TechMiner System
A TechMiner System is a scholarly corpus mining system.
- See: Rexplore.
References
2016
- (Osborne et al., 2016) ⇒ Francesco Osborne, Helene de Ribaupierre, and Enrico Motta. (2016). “TechMiner: Extracting Technologies from Academic Publications.” In: Proceedings of 20th International Conference on Knowledge Engineering and Knowledge Management (EKAW 2016).
- QUOTE: In recent years we have seen the emergence of a variety of scholarly datasets. Typically these capture "standard" scholarly entities and their connections, such as authors, affiliations, venues, publications, citations, and others. However, as the repositories grow and the technology improves, researchers are adding new entities to these repositories to develop a richer model of the scholarly domain. In this paper, we introduce TechMiner, a new approach, which combines NLP, machine learning and semantic technologies, for mining technologies from research publications and generating an OWL ontology describing their relationships with other research entities. ...

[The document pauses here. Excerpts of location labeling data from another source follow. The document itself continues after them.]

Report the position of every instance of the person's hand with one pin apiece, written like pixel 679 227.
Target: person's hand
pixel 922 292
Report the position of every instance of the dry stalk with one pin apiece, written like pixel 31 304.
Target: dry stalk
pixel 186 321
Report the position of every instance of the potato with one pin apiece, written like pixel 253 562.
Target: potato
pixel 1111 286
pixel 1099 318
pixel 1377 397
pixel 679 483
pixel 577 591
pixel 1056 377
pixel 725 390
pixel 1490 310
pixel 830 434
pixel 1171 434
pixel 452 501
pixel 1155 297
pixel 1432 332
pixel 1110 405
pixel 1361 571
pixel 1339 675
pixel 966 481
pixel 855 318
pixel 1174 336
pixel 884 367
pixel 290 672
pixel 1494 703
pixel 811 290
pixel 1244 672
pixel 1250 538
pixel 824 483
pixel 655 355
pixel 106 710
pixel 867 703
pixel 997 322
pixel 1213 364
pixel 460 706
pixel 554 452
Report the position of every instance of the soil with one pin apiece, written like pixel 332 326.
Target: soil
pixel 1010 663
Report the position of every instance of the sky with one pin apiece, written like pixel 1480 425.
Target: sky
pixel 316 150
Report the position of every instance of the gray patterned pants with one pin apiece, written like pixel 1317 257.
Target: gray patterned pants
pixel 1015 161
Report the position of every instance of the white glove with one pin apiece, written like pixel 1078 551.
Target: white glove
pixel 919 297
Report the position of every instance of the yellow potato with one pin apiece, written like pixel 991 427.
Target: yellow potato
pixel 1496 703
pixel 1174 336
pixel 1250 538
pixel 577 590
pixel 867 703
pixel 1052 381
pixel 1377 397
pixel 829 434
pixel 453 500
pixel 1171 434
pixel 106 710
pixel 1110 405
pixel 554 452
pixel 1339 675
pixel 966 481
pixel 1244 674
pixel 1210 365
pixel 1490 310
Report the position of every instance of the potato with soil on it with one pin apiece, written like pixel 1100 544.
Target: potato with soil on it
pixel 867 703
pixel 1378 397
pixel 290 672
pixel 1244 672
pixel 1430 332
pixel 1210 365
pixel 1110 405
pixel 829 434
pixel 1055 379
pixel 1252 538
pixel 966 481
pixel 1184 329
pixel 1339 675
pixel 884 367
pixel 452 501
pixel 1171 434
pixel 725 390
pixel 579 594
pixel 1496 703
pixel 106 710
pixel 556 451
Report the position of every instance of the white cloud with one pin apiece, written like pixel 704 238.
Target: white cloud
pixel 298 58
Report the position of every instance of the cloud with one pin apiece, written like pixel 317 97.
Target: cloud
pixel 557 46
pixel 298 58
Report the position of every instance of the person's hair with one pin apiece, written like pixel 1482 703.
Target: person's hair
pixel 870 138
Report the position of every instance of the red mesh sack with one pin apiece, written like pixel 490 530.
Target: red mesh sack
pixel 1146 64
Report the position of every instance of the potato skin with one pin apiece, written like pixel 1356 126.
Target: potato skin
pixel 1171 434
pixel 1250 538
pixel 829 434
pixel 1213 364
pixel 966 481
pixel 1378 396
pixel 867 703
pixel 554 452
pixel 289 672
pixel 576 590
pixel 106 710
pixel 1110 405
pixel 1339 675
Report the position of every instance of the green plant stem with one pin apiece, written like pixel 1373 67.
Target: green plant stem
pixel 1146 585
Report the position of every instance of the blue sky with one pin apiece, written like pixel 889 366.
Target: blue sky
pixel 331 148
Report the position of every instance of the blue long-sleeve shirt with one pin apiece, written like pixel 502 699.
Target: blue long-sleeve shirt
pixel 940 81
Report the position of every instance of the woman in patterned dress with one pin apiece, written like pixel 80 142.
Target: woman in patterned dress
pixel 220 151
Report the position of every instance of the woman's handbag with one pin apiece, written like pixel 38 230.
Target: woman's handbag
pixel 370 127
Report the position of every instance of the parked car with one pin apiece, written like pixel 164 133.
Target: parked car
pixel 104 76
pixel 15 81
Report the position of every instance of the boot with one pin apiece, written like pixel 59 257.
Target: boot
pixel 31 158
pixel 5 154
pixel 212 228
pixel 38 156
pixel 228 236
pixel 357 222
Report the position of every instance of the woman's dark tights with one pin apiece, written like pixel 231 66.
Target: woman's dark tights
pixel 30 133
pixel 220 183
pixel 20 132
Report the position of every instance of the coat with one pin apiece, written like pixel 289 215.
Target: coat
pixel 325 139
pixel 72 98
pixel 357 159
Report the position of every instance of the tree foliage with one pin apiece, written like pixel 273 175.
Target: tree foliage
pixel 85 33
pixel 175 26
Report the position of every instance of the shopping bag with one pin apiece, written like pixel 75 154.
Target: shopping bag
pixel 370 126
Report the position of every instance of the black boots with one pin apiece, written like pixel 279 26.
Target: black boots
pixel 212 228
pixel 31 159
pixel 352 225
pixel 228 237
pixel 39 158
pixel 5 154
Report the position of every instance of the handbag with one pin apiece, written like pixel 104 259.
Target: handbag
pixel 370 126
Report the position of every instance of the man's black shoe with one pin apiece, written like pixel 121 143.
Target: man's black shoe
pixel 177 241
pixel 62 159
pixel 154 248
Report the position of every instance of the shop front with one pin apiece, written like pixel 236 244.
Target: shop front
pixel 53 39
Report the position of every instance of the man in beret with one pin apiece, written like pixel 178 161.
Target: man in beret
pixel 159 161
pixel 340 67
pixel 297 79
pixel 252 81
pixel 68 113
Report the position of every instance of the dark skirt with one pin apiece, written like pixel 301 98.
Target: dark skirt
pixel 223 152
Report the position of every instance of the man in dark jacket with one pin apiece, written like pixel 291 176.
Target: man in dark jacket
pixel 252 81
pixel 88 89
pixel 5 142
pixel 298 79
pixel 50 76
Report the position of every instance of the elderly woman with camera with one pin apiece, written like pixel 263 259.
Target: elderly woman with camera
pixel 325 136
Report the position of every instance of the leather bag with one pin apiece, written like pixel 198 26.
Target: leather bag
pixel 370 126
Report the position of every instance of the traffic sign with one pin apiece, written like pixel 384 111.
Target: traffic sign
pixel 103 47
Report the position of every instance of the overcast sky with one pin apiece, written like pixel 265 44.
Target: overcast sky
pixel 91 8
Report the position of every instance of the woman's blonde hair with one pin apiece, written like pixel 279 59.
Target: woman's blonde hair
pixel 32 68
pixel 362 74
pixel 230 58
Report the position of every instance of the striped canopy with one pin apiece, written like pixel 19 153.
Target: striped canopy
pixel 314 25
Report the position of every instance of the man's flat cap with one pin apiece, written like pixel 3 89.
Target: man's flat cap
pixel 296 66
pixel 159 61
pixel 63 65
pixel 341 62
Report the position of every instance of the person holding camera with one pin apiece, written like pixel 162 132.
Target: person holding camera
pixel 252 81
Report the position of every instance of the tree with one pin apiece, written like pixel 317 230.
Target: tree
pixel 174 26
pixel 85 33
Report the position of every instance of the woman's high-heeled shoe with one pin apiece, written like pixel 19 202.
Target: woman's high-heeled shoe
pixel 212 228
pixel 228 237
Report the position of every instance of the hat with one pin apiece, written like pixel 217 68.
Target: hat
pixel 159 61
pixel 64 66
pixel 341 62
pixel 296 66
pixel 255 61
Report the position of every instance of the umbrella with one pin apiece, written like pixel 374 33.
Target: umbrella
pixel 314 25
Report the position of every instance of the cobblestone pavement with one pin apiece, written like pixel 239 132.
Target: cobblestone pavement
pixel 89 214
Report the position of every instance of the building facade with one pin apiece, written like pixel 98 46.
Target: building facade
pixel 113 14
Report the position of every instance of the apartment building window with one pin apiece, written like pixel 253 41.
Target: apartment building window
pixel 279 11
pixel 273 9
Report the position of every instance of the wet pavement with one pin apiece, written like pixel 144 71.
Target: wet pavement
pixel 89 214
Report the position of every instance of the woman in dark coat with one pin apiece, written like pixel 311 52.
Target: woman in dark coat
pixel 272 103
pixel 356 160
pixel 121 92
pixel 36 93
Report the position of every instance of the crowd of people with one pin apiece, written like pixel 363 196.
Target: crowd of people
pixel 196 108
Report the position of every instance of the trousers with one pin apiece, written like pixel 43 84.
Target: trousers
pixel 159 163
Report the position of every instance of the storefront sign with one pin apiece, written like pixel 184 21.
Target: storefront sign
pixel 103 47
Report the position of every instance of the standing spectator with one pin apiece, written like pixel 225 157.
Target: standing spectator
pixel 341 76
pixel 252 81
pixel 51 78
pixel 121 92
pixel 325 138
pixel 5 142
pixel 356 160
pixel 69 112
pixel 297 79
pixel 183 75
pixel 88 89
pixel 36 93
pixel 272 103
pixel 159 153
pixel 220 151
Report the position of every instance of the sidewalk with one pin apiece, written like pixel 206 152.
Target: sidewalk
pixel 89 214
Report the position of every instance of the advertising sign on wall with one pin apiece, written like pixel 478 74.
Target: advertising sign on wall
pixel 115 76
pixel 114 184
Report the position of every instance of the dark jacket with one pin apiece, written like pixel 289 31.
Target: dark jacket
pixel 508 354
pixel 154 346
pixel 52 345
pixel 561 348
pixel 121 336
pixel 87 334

To address these issues, we have developed TechMiner (TM), a new approach which combines natural language processing (NLP), machine learning and semantic technologies to identify software technologies from research publications. In the resulting OWL representation, each technology is linked to a number of related research entities, such as the authors who introduced it and the relevant topics. ...
The TechMiner (TM) approach was created for automatically identifying technologies from a corpus of metadata about research publications and describing them semantically. It takes as input the IDs, the titles and the abstracts of a number of research papers in the Scopus dataset6 and a variety of knowledge bases (DBpedia [12], WordNet [15], the Klink-2 Computer Science ontology [16], and others) and returns an OWL ontology describing a number of technologies and their related research entities.
These include: 1) the authors who most published on it, 2) related research areas, 3) the publications in which they appear, and, optionally, 4) the team of authors who introduced the technology and 5) the URI of the related DBpedia entity. The input is usually composed by a set of publications about a certain topic (e.g., Semantic Web, Machine Learning), to retrieve all technologies in that field. However, TM can be used on any set of publications.
Figure 1. The TechMiner architecture.
- QUOTE: In recent years we have seen the emergence of a variety of scholarly datasets. Typically these capture "standard" scholarly entities and their connections, such as authors, affiliations, venues, publications, citations, and others. However, as the repositories grow and the technology improves, researchers are adding new entities to these repositories to develop a richer model of the scholarly domain. In this paper, we introduce TechMiner, a new approach, which combines NLP, machine learning and semantic technologies, for mining technologies from research publications and generating an OWL ontology describing their relationships with other research entities. ...